Governor’s spokesman: We shouldn’t cow-tow
“It baffles us why the Democrats are cow-towing to the federal government, when we know they are responsible for the worst waste at that dump,” Governor’s spokesman Julius Santos said.
How GovGuam got into this mess, and why we should lead ourselves out
Governor Calvo finds the Democrats’ actions suspect, since the entire reason for the Consent Decree on the Ordot Dump was a failure of Democrat leadership to get the job done. Here’s a short timeline that will help to explain why it costs so much to get rid of our trash:
–       On July 24, 1990, the U.S. Environmental Protection Agency issued an administrative order for GovGuam to stop discharge of leachate from the Ordot Dump into the Lonfit River. This, according to USEPA, violated the Clean Water Act.

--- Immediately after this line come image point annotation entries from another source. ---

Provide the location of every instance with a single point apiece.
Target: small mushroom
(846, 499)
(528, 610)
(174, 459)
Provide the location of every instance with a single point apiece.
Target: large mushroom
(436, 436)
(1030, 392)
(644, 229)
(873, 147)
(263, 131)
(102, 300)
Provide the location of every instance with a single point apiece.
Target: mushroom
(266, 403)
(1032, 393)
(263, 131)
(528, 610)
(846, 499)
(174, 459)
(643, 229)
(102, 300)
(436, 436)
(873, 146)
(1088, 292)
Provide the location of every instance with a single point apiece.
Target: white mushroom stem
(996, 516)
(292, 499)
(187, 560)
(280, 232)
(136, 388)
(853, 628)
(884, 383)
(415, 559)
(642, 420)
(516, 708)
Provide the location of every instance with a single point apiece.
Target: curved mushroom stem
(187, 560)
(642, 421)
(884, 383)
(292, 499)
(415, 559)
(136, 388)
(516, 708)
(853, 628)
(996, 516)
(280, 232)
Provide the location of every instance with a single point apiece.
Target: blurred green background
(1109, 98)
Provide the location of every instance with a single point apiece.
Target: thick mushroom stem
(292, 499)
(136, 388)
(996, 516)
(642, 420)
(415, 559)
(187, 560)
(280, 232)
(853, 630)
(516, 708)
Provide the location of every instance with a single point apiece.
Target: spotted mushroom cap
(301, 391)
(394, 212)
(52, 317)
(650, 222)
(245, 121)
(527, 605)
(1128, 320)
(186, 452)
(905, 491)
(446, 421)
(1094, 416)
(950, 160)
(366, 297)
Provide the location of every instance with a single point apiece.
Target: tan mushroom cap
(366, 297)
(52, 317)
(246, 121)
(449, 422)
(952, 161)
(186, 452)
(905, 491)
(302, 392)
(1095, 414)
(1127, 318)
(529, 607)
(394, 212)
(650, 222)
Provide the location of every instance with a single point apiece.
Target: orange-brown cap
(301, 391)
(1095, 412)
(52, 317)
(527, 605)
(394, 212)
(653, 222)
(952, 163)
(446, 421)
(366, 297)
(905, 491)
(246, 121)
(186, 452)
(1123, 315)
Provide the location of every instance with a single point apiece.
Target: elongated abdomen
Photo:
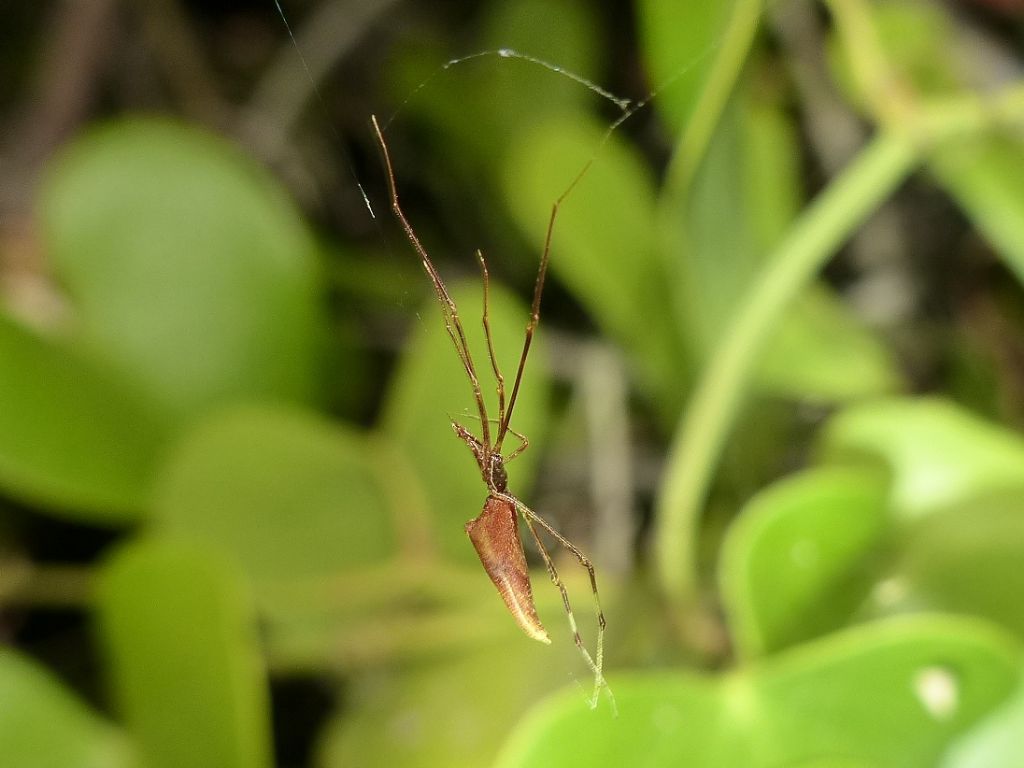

–       On Sept. 19, 1997, the USEPA requested information and data on the discharge. By this time, nothing had been done to close the Ordot Dump.
–       On February 11, 2003, just a little over one month after Gov. Gutierrez left office, the U.S. District Court of Guam bound GovGuam to a Consent Decree on the closure of the Ordot Dump. Up to then, GovGuam had not closed the dump.
–       On March 17, 2008, Judge Frances Tydingco-Gatewood — tired of GovGuam’s excuses — appointed Gershman, Brickner & Bratton, Inc. (GBB) as the receiver to take over the operations of the island’s solid waste management since GovGuam failed to close the dump and open a new landfill.
–       GovGuam took out over $200 million in bonds the following year to pay for the opening of Layon.
–       This past year, the receiver made public that costs to close Ordot had doubled, and that no money was left from the bonds to cover that cost.
–       Governor Calvo started looking at evidence that the federal government itself was most complicit in the hazardous waste thrown into the Ordot Dump in the period after World War II. He asked the Legislature for ways and means to sue the federal government to take financial responsibility. That was why Sen. Chris Duenas introduced Bill No. 281.
–       Bill No. 281 was the only solution on the table to keep Guamanians from shelling out the entire cost of closing the Ordot Dump.